= Oyfn Pripetshik =

Yiddish song by M.M. Warshawsky

"Oyfn Pripetshik" (אויפן פריפעטשיק, also spelled "Oyfn Pripetchik", "Oyfn Pripetchek", etc.; "On the Hearth") is a Yiddish song by M.M. Warshawsky (1848–1907). The song is about a melamed teaching his young students the Hebrew alphabet. By the end of the 19th century it was one of the most popular songs of the Jews of Central and Eastern Europe, and as such it is a major musical memory of pre-Holocaust Europe.

The fourth stanza introduces tragic pathos into the song: "When, children, you will grow older / You will understand / How many tears lie in these letters / And how much crying." The lyrics hint at the traditional Yiddish saying that "The history of the Jews is written in tears".

== The Holocaust ==
At the Kovno Ghetto, poet Avrom Akselrod wrote the song with the melody of "Oyf'n Pripetshik" known under the titles "Baym geto toyerl" ("At the ghetto gate", the first line) and "Fun der arbet" ("Back from work"). The song is about smuggling (food, firewood, money) into the ghetto. Ghetto survival depended on this smuggling.
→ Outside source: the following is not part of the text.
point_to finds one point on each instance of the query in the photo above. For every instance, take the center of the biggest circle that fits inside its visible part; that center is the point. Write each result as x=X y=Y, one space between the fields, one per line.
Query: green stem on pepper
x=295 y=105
It was published in Lider fun di Getos un Lagern by Shmerke Kaczerginski, 1948. The United States Holocaust Memorial Museum and Yad Vashem collections have a 1946 recording of the song by an unknown person at the Bavarian displaced persons camp.

The first 3 lines in Yiddish:
בײַם געטאָ טױרערל ברענט אַ פֿײַערל, די קאָנטראָל איז גרױס

The first stanza:

Baym geto toyerl
Brent a fayerl,
Un di shrek [variant: kontrol] iz groys.
Es geyen yidelekh
Fun di brigadelekh,
Fun yedn gist zikh shveys.

Near the ghetto gate
A fire burns
And the dread [variant: control] is fierce.
Jews are coming
From the work brigades,
From each face sweat is pouring.
(Note: In the original the words 'gate', 'fire', 'Jews', 'brigades' are in diminutive)

It is also available on the audio CD Ghetto Tango: Wartime Yiddish Theater, track 10, "Fun Der Arbet", sung by Adrienne Cooper, with piano and arrangement by Zalmen Mlotek.

==Recorded versions and soundtracks==

- Among the earliest recorded versions of the song, by Nahum Koster (1918) – listen at Jewish Music Archive
- Esther Ofarim version on YouTube
- Version with all stanzas by Suzi Stern on Youtube
- Hebrew version sung by Yael Eilit (2010)
- Folk-metal version by Gevolt (2011)
- Einat Betzalel and L' Orchestre Festival version
- Cantors – A Faith In Song (Benzion Miller, Alberto Mizrahi & Naftali Herstik) (2003)
- The song is quoted in the Viola Sonata by Graham Waterhouse, entitled Sonata ebraica (Hebrew Sonata), written in 2012 and 2013, and recorded in 2015 by Hana Gubenko and Timon Altwegg who commissioned and premiered it.

The song has been featured on soundtracks including:
- Rhapsody in Blue (1945)
- Next Stop, Greenwich Village (1976)
- Billy Bathgate (1991)
- Schindler's List (1993)
- Brothers & Sisters, season 1, episode 10, "Light the Lights" (2006)
- Little House on the Prairie (1979) in season 5, episode 15, "The Craftsman", in multiple scenes with Isaac Singerman, a Jewish master woodworker who befriends Albert, and (1981) in season 7, episode 13, "Come Let us reason", in the scene where Percival's parents first come to Walnut Grove to meet Nellie and her parents. It is played in the background.
- Car 54, Where Are You? (1962) in season 2, episode 6, "Occupancy August 1st", Molly Picon, reprising her role as Mrs. Bronson, leads other cast members in singing the song.